A mandatory pillar of any program is a designated BSA/AML compliance officer (called the money-laundering reporting officer, or MLRO, in many jurisdictions). The role requires three things examiners check: sufficient authority to enforce controls and escalate to the board, independence from revenue-generating pressure, and adequate resources (staff, budget, systems). The compliance officer reports the program's status to the board and senior management.

In the US, the SAR filing decision rests with the institution through the compliance function, and the MLRO concept localizes this elsewhere. The CAMS-correct view is that the person filing must be empowered to do so without front-office veto.

Core AFC Functions

A mature team typically separates these functions to preserve segregation of duties:

• KYC / onboarding and periodic review - collect and verify customer and beneficial-ownership data, assign risk rating.
• Transaction monitoring and investigations - generate alerts, triage, investigate, and recommend SAR/no-SAR.
• Sanctions and watchlist screening - real-time and batch screening against OFAC and other lists, alert adjudication.
• Regulatory reporting - SAR/STR and currency-transaction reporting (CTR), with the MLRO holding final filing authority.
• Quality assurance and quality control - sample-test investigations and decisions for consistency.

Worked Scenario

An analyst who onboarded a customer is later assigned to investigate that same customer's monitoring alert and clears it as no-SAR. This breaches segregation of duties: the person with an interest in a clean onboarding decided the suspicion question. The fix is to route the investigation to an independent investigator, and the SAR decision to the MLRO function.

Common Traps

• Assigning SAR filing authority to the front office, which has a commercial incentive not to file.
• Letting internal audit design or operate the controls it reviews.
• Under-resourcing the compliance officer so the program exists on paper only, a frequent enforcement finding.
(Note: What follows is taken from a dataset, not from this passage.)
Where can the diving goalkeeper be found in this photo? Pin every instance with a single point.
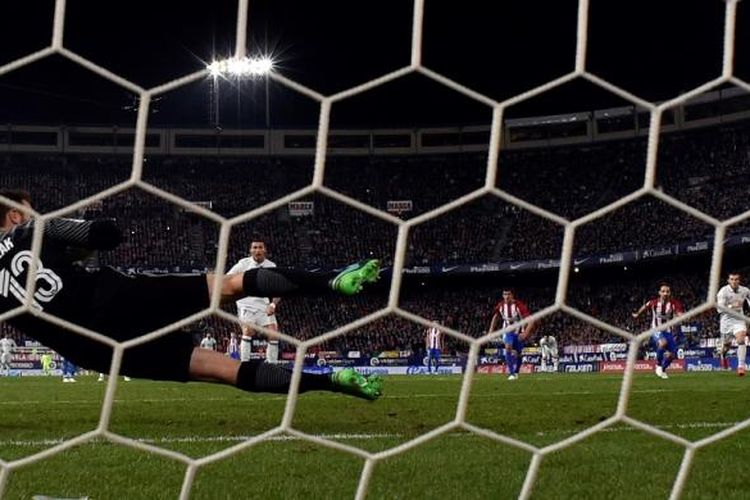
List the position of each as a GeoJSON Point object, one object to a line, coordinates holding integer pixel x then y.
{"type": "Point", "coordinates": [123, 307]}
For the exam, match the task to the correct line and confirm that detection, decision, and assurance stay in separate hands.

Why The Three Lines Must Stay Separate

The whole point of the model is to prevent any single function from both creating and judging its own risk. The first line is closest to the customer and therefore best placed to detect and apply controls in the moment, but it also carries the commercial incentive that can bias a suspicion decision, which is why the second line owns independent monitoring and the SAR decision. The second line sets policy and challenges the first line, but it operates controls and so cannot objectively assure itself; that is the third line's job. If you collapse these, you reintroduce exactly the conflict the model exists to remove.

Enforcement cases repeatedly cite institutions where compliance reported into a business head, or where audit had helped build the monitoring rules it was later asked to validate. CAMS distractors are usually built around one of these collapses, so when a scenario describes a reporting line or a task assignment, your first check is whether independence between detection, decision, and assurance is preserved.

Sizing And Resourcing The Function

A recurring enforcement finding is a program that is well designed on paper but starved of staff, so alerts pile into a backlog and investigations are rushed. CAMS expects the compliance officer to assess resourcing against the institution's risk profile, not against a fixed headcount ratio: a small bank in low-risk products needs less than a global bank in correspondent banking and trade finance. Indicators that resourcing is inadequate include growing alert and case backlogs, missed regulatory filing deadlines, declining investigation quality on quality-assurance sampling, and an inability to complete periodic reviews on schedule.

The exam-correct response to under-resourcing is to escalate it to senior management and the board as a risk issue with data, because the board's duty to provide adequate resources is only meaningful if it is informed of the shortfall.

Mapping A Task To Its Owner

The single most common item type in this area gives you a task and four candidate owners. A reliable method is to ask three questions in order: Is this task detecting or creating the risk, deciding on it, or assuring that the process works? Detecting and applying controls at the point of customer contact is first line; deciding on suspicion, setting policy, and filing reports is second line; assuring effectiveness is third line. Filing a SAR belongs to the compliance or MLRO function, never the relationship manager.

Approving a high-risk customer belongs to a committee with the authority defined in its terms of reference, not to an individual analyst. Validating that monitoring rules detect what they should belongs to model validation or internal audit, not to the team that built the rules. When you can place a task on this detection-decision-assurance spectrum, the distractors usually expose themselves as the answers that put a task in the wrong line or that let one person both perform and judge their own work. Practicing this mapping until it is automatic is the highest-yield preparation for the operating-model questions on the exam.